Vowell’s research on Lincoln and Booth also led her a bit farther afield, to Port Royal, Va., where she visited “a weird little shrine to John Wilkes Booth where he died.”
“It’s kind of creepy to see a shrine to a murderer, and a very racist one at that,” she recalls.
An investigative jaunt across the border to Maryland revealed more regional idiosyncrasies.
“I thought John Waters films were outlandish until I actually went to Maryland,” Vowell says. “Maryland is pretty weird. It’s very old-fashioned in a lot of ways.” Ways enshrined in the state song, “which calls for the assassination of the ‘despot’ Lincoln,” notes Vowell.

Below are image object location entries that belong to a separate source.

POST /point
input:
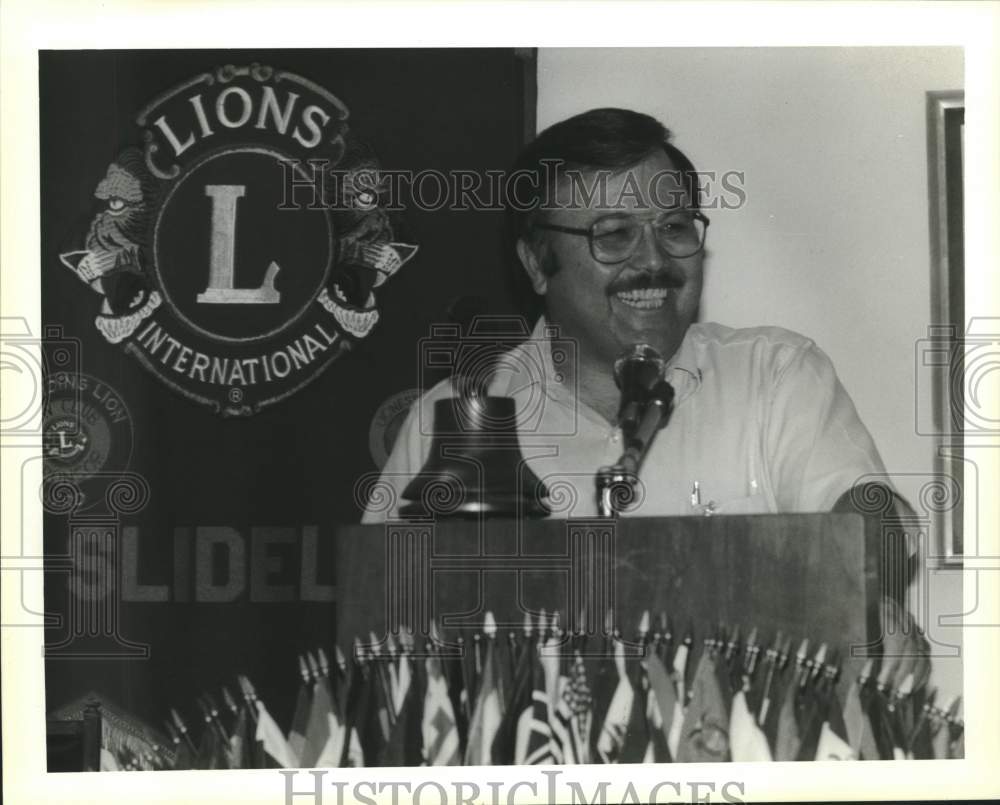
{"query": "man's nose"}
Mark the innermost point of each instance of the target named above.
(649, 255)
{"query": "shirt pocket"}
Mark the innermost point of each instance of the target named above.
(755, 503)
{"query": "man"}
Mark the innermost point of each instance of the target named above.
(607, 229)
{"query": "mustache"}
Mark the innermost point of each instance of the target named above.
(645, 282)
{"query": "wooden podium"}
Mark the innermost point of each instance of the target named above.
(815, 576)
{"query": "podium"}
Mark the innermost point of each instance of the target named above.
(815, 576)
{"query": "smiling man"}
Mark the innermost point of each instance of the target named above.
(607, 229)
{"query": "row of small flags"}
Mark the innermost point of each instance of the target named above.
(546, 696)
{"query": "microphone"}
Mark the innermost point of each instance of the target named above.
(637, 370)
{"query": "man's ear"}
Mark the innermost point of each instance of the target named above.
(533, 266)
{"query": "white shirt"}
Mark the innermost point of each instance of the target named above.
(760, 422)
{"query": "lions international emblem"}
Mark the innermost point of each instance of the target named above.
(240, 248)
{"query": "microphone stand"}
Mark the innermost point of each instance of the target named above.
(616, 483)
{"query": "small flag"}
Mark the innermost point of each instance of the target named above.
(272, 739)
(405, 744)
(533, 744)
(439, 726)
(787, 739)
(832, 746)
(505, 742)
(487, 714)
(705, 729)
(747, 741)
(300, 717)
(619, 713)
(318, 730)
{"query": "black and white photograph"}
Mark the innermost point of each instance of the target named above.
(375, 414)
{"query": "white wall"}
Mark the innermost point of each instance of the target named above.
(833, 238)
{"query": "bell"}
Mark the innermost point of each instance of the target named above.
(475, 466)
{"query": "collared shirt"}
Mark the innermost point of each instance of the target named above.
(760, 423)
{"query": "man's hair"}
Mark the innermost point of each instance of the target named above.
(600, 139)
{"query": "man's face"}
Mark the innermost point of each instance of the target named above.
(651, 297)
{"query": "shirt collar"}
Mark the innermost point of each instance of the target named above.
(683, 371)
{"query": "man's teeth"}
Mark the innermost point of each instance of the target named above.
(648, 298)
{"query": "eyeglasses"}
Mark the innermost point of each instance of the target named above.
(614, 238)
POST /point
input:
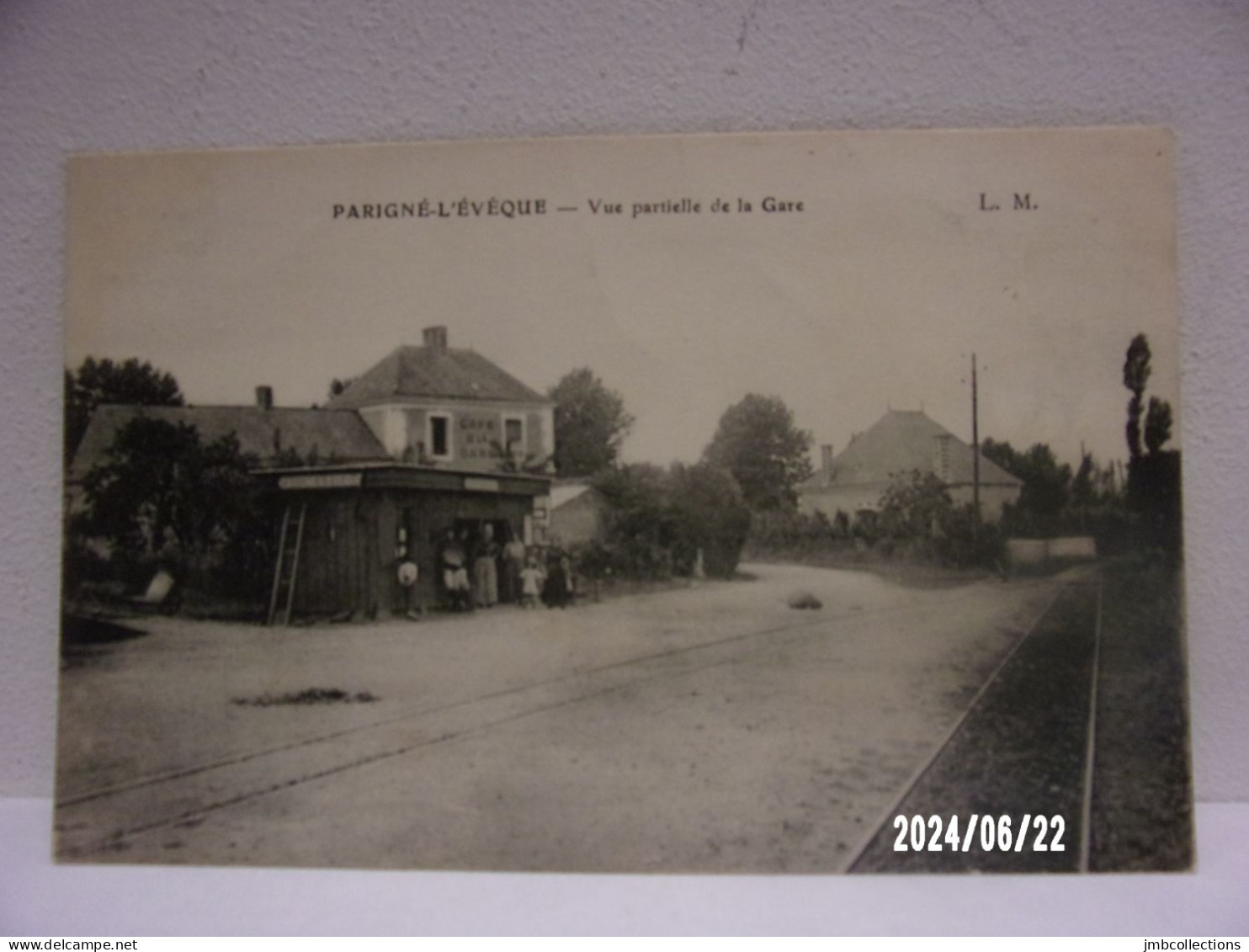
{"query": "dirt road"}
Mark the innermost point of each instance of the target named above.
(710, 729)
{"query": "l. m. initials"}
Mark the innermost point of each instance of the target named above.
(1022, 203)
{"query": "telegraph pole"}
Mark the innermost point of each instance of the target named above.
(975, 459)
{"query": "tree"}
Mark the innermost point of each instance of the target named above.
(1135, 376)
(106, 382)
(709, 516)
(590, 423)
(758, 443)
(1154, 475)
(162, 492)
(915, 508)
(1158, 423)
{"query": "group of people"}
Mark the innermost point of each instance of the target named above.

And then there are the nods to history that are more subtly flavored: In her research for “Assassination Vacation,” Vowell also visited the home of Samuel A. Mudd, who treated an injured Booth after he shot Lincoln. En route to the site, Vowell stopped at a quaint roadhouse restaurant., where the vegetable of the day was succotash.
“Not some nouveau interpretation of succotash,” she deadpans. “Just straight, unironic succotash. That’s very Maryland to me.”
Politics & Prose, 5015 Connecticut Ave. NW; Sat., 6 p.m., free; 202-364-1919 (Van Ness)Sidebar: Vowell’s newest book, “Unfamiliar Fishes,” traces Hawaii’s long, strange journey toward statehood.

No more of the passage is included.